India marks a new low for a democracy
INDIA HAS earned itself a dubious distinction: It has imposed the longest-ever Internet shutdown by a democracy.
Prime Minister Narendra Modi’s government abruptly revoked the autonomy of Kashmir this summer, and access to the digital realm disappeared along with the area’s statehood. Authorities claimed the blackout, coupled with the rest of the repressive measures put into place in Kashmir, was necessary to usher in an era of prosperity in a society rent by sectarian conflict — and that it would be temporary, until the national security and safety dangers posed by mass communication have passed.
Four-and-a-half months later, 7 million people remain cut off from the Web and, by extension, the world.
Kashmiris in the capital city of Srinagar, The Post reports, crowd into a train that takes them 70 miles away to wait in hours-long lines of people suddenly stranded in the analog era. They’re trying to send emails, register for exams, consult colleagues on medical cases or save businesses that are dying with no way to reach their customers. The disruption has lasted so long that many accounts have disappeared from WhatsApp for inactivity.
India’s shutdowns across its territory are already the most frequent of any country in the world, with excuses ranging from quashing dangerous viral rumors to preventing cheating on exams. The measures more often appear as a tool to quiet political protest than an unbiased attempt to protect people; there is evidence in any case that yanking away the Internet during violence only begets more violence.
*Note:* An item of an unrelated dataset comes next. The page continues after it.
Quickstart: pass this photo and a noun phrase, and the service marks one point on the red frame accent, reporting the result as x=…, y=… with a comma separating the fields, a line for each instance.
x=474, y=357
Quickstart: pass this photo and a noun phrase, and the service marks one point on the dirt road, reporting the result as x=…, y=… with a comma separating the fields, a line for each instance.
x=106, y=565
But the Kashmir blackout is noteworthy for its duration, its scale and its obvious place in a toolbox of repression India has used to crack down on the civil liberties and basic dignity of its Muslim population. The government has ordered at least three more statewide shutdowns recently in response to protests over the country’s new citizenship law that promises to further marginalize the minority.
It’s telling who approves: An article published this week in the Chinese Communist Party newspaper, the People’s Daily, bears the chilling headline “India’s internet shutdown shows normal practice for sovereign countries.”
No wonder. India would be a valuable ally in the global realignment China hopes to effect, where countries emulate its freedom-crushing system of intense Internet control, censorship and surveillance. India may have earned the distinction of longest shutdown by a democracy, but the better question is how long a country that follows this sinister path can truly be called a democracy at all.